Tamaño éxito es un bofetón para quienes lo soñaron como el líder pragmático de la coyuntura. Uno que supo esperar décadas, para iniciar la transición hacia la democracia; el que comenzó por la comunicación social restrictivamente liberada; quien, para ese efecto, abrió a los cubanos el mundo de los celulares, computadores personales e internet (previo pago en dólares, negros o no); de yapa, quien les permitió acceder a los grandes hoteles, antes reservados a los “burgueses”, donde podían colgarse del Wi Fi. La corajuda bloguera Yoani Sánchez ya no estaría más sola.
Raúl no fue ese hombre del destino. La pirámide sociopolítica de Cuba, compuesta por una base sin opciones, una gerontocracia coral al medio y un dios discapacitado en la cúpula, sólo admitía “engañitos” para mejor administrar el congelamiento. Esto quedó clarísimo cuando el Hermano Máximo indujo la purga de una docena de jerarquitas, que ejercían la mofa crítica. Entonces hicimos, desde esta columna, una observación para politólogos: en Cuba había “una falsa dualidad de poder, donde el poder viejo no quiere desaparecer y el menos viejo no quiere asomar nariz”.

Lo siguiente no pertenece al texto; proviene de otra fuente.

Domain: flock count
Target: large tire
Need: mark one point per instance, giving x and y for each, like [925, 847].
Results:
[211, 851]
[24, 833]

Por otra parte, estos dos años confirmaron a Fidel Castro como el más importante dictador que haya parido la región. Desde 2008, en silla de ruedas, con chandal y zapatillas Adidas, ha demostrado que no necesita uniforme ni títulos para seguir dominando. Le basta dictar textos que llevan como epígrafe “Reflexiones del compañero Fidel”, para que los jefes subalternos sepan cómo deben pensar. Si durante los años guerrilleros sus huestes gritaban “comandante en jefe, ordene”, hoy podrían gritar “comandante en jefe, reflexione”.

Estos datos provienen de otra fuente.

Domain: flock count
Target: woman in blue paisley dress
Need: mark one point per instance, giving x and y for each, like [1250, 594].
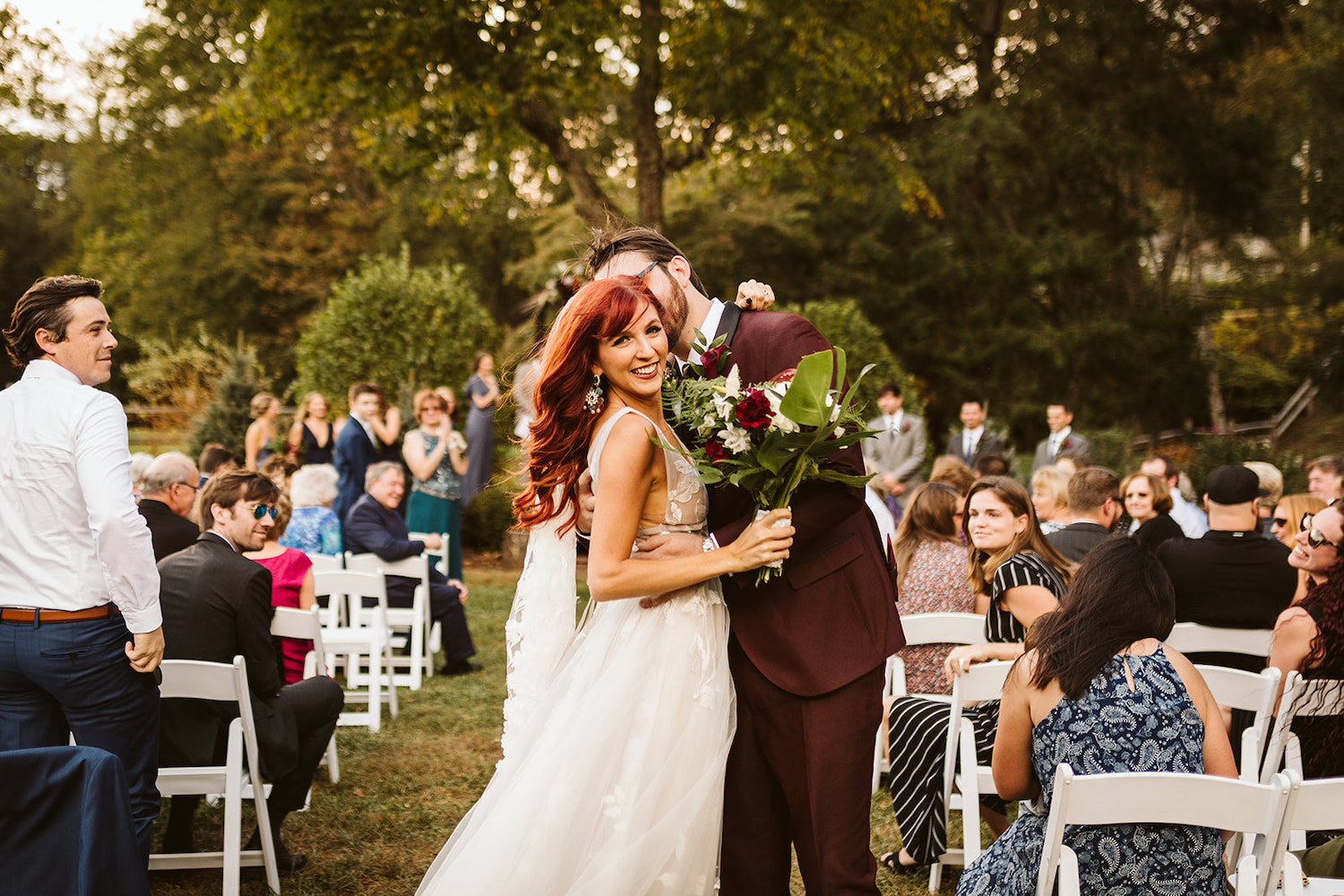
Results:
[1098, 689]
[1019, 576]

Por lo mismo, es impensable que Fidel anciano autorice cambios sustanciales. Su inmutabilidad ahora dejó “pagando” a José Miguel Insulza, Barak Obama y todos quienes, de buena fe, buscaron allanar a Cuba el retorno a la sociabilidad hemisférica. El jamás se comprometerá con la Carta Democrática Interamericana.
Tampoco cambió su incombustible aversión política hacia los gobernantes democráticos de Chile. Eduardo Frei Montalva fue, para él, un falsario que prometió revolución sin sangre y dio sangre sin revolución. Respecto a Salvador Allende siguió una estrategia indirecta, de socavamiento ideológico, para “demostrar” lo inviable de su vía revolucionaria sin armas. A Ricardo Lagos le disparó de mampuesto, a través de Chávez, denostándolo como falso socialista. Patricio Aylwin y Eduardo Frei Ruiz-Tagle, advertidos, supieron mantenerlo a raya. En cuanto a Michelle Bachelet, fresca está la crueldad con que destruyó su idea romántica sobre el Fidel de la Sierra Maestra.
En definitiva, el otoñal patriarca ni transita ni permite transitar, a Raúl ni a nadie, pues es consecuente con su divina inmovilidad. Su inevitable antiéxito será, entonces, compartir espacio histórico no con nuestros dictadores subdesarrollados, sino con los dictadores máximos de las sociedades desarrolladas. Esos que, mezclando autismo con megalomanía, identificaron su destino personal con el de sus naciones, para desgracia de la humanidad.
Por eso, Raúl pudo suspender la pena de muerte, pero no ha podido suspender la muerte en vida. En Cuba, ésta sigue estando en otra parte.